Kafka ensures idempotency by storing additional fields on the Broker side. When a Producer sends messages with the same field values, the Broker automatically recognizes these messages as duplicates and silently discards them in the background.

[1] Maintain a Pid for each producer.

[2] The producer maintains a Map<Partitoon, Seq> where the key is the partition and the value is the sequence number of the message sent by the current producer, an incrementing value starting from 0.

[3] The broker maintains a <Pid, Partition, SN>, where SN is the sequence number (seq) of the next message the broker expects to receive.

For example, if the producer sends a message <1,100>, the broker writes it successfully and updates the sn of the next message that it should receive in that partition to 101, but the ack fails, the producer retryes due to the retries setting. When the broker receives the message again, it finds that seq 100 < the expected sn of the next message 101, and considers the write to be successful. Therefore, it returns success directly to ensure the idempotency of the message.

The above implementation demonstrates some limitations of idempotency:

  • It can only achieve idempotency within a single session, not across sessions, because the PID will be updated after the producer changes the session.
  • It can only guarantee idempotency on a single partition, meaning an idempotent producer can guarantee that no duplicate messages appear on a single partition of a topic; it cannot achieve idempotency across multiple partitions.

Enabling this is very simple;  enable.idempotence just set it to true in the producer’s properties. The default value is true.

Transactional

The ACID properties will not be elaborated here. Transactional Producers can guarantee that messages are written atomically to multiple partitions.

How to activate:

  • enable.idempotence = true
  • Configure the `transactional.id` parameter on the Producer side. It’s best to give it a meaningful name. In Spring Boot, set the transaction ID prefix to `spring.kafka.producer.transaction-id-prefix`.

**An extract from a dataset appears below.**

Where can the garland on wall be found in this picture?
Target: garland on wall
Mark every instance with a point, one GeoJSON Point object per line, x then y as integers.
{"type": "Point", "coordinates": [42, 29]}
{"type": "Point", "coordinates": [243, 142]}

On the Consumer side, reading messages sent by a transactional Producer also requires some changes; the `isolation.level` parameter needs to be set. Currently, this parameter has two possible values:

  1. `read_uncommitted`: This is the default value , indicating that the Consumer can read any messages written by Kafka, regardless of whether the transactional Producer commits or terminates the transaction. Obviously, if you are using a transactional Producer, then the corresponding Consumer should not use this value (because regardless of whether the transaction ultimately succeeds or not, successfully written messages have already been stored).
  2. `read_committed` indicates that the Consumer will only read messages written by transactional Producers that have successfully committed their transactions. Of course, it can also see all messages written by non-transactional Producers.

Serialization and message compression

In addition to the content mentioned above, there’s also knowledge about serialization and message compression. If you’ve used RedisTemplate, you’ll basically know that you need to configure a serializer; otherwise, Redis will directly use the JDK’s serialization method, causing the keys and values ​​stored in Redis to appear as gibberish. The same applies to Kafka; you need to configure the corresponding key and value serialization methods on both the producer and consumer sides.

Message compression (configuration parameter: compression.type) is a trade-off between bandwidth and CPU consumption. Compression reduces message size, naturally saving network bandwidth, but correspondingly increasing CPU utilization on the client side. Message flow is as follows: Producer compresses, Broker retains, and Consumer decompresses. The Broker respects the Producer’s compression algorithm selection. If the Broker and Producer explicitly specify different compression methods, the Broker’s CPU utilization will increase. The attached diagram analyzes the available compression algorithms:

image-20251129140536358

If the server bandwidth is average but the client CPU is decent, it is recommended to enable zstd compression, which can greatly save network resource consumption.